Phasing and Imputation

Introduction

Phasing and imputation are two critical processes in the field of genetic variation. Phasing refers to the process of separating maternally and paternally inherited copies of each chromosome into haplotypes. The goal of phasing is to get a complete and accurate representation of each copy of the genome or region of interest. Imputation, on the other hand, is the statistical inference of unobserved genotypes. It is achieved by using known haplotypes in a population.

The importance of phasing and imputation in genetic variation field is significant, especially in genome-wide association analysis pipelines. Phasing provides a complete picture of genetic variation, which is crucial for understanding the breadth of biological variation within a species. Imputation, meanwhile, allows researchers to infer the identity of a missing marker based on the surrounding variants.

Run BEAGLE to phase and impute your VCF file.

BEAGLE can be found in the Genetic Variation Module of OmicsBox.The wizard consists of 3 pages and allows to define the input and output options as well as the analysis parameters (Figure 1, Figure 2).

Input

In the first page you will be able to select the VCF input file. The VCF file must contain variants from multiple samples and all samples must have the same ploidy (i.e., it is not possible to have a VCF file with mixed ploidy).

Configuration

In this page you will be able to select parameters related to phasing and imputation, and other general parameters.

Phasing Parameters:
Max. Burn-in Iterations: the ‘Burn-in’ term describes the practice of throwing away some iterations at the beginning of a Markov chain Monte Carlo (MCMC) run. this parameter set the maximum number of burn-in iterations used to estimate an initial haplotype frequency model for inferring genotype phase.
Phasing Iterations: number of iterations to estimate a genotype phase. The greater the value, the longer the computation time and the higher the accuracy.
Model States for Phasing: number of models used to estimate the phasing of a genotype.
Imputation Parameters:
Model States for Imputation: number of models used to estimate a genotype.
Imputation Segment: minimum length of haplotypes in centiMorgan (cM) that will be incorporated in the Hidden-Markov Model (HMM) for a target haplotype.
Imputation Step: length in cM of the step used for detecting short Identity-By-State (IBS) segments.
Number of Imputation Steps: number of steps to find IBS segments.
Cluster Size: specifies the maximum cM distance between individual markers that are combined into an aggregate marker when imputing ungenotyped markers.

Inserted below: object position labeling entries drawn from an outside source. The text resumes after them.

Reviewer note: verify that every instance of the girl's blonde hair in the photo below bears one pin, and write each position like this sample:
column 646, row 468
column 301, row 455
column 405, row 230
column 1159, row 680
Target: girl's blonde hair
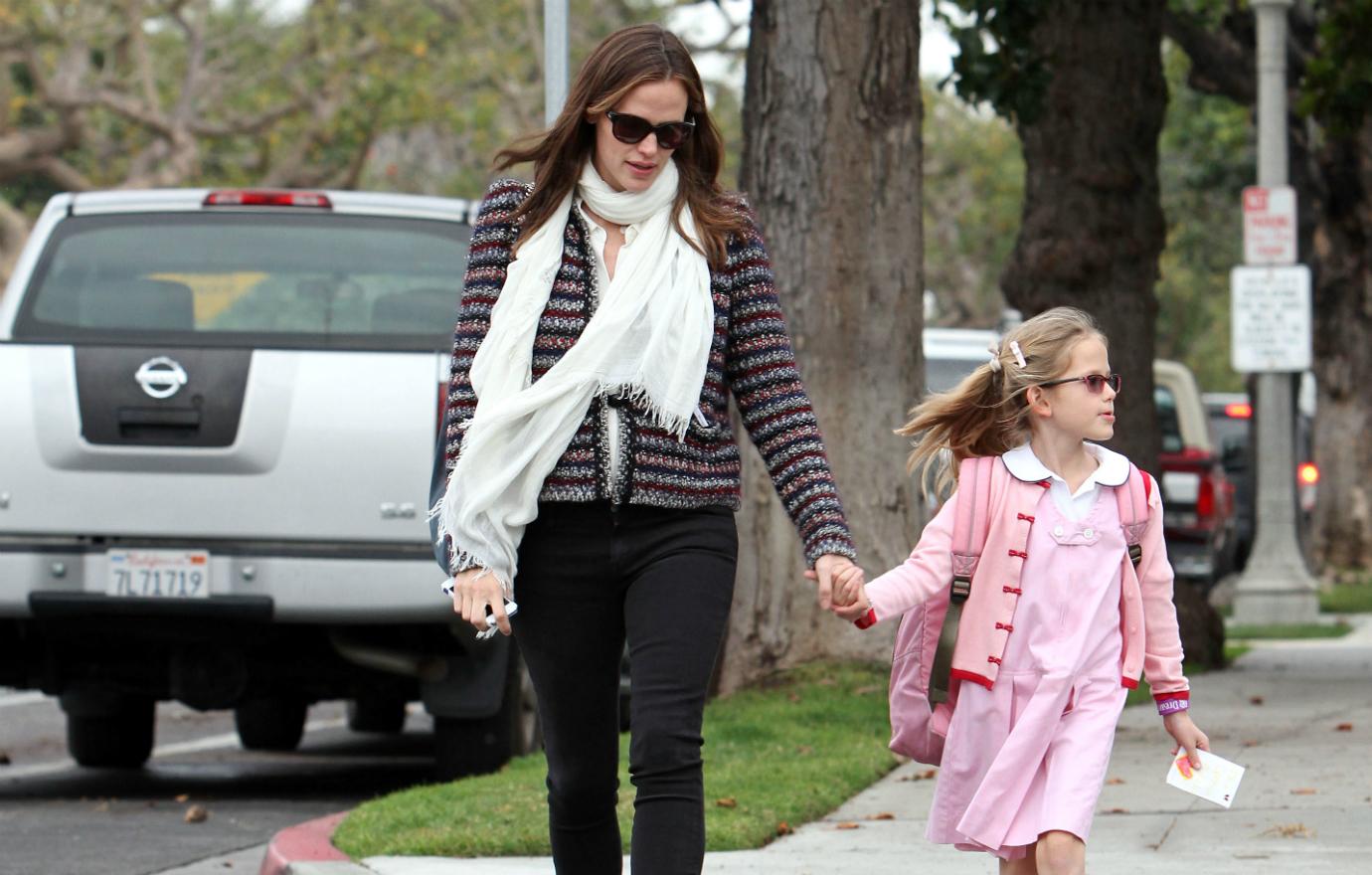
column 988, row 413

Identity by state is a method to measure similarity between unrelated individuals. It just considers the similarity between genotypes at each locus and averages over all the loci of interest. Two haplotype segments are identical by state if they are the same but they do not come from a common ancestor.

General Parameters:
Estimate Effective Population Size: if this parameter is checked, BEAGLE wil calculate the effective population size using an expectation maximization (EM) algorithm.
Effective Population Size: specifies the effective population size. Beagle will automatically estimate the effective population size prior to phasing unless the previous parameter is unchecked.
Sliding Window: specifies the cM length of each sliding window.
Overlap Between Adjacent Windows: specifies the cM length of overlap between adjacent sliding windows.

Reducing the value of the Sliding Window parameter will reduce the amount of memory required for the analysis. Nevertheless, a very small window might mean that some slinding windows do not have a lot of variants to estimate genotypes, which will lead in an error.

Output

The main output of BEAGLE will be your phased and imputed VCF file.

After running BEAGLE on your VCF file, the new VCF file will lose the INFO and GT fields; the new VCF file will only have information about the genotypes. Because of that, if you want to filter variants do it before the use of BEAGLE.

Report

In addition to the phased and imputed VCF file, a summary report will be done with input information, parameters that were used in case you want to repeat the analysis with other parameters, and references (see Figure 4).

If there are too few variants in a scaffold or chromosomes, Beagle will throw and error. In OmicsBox, instead of an error, a warning will be thrown to let the user know that the scaffold or chromosome has been removed, and the report will show the name of the scaffolds or chromosomes removed.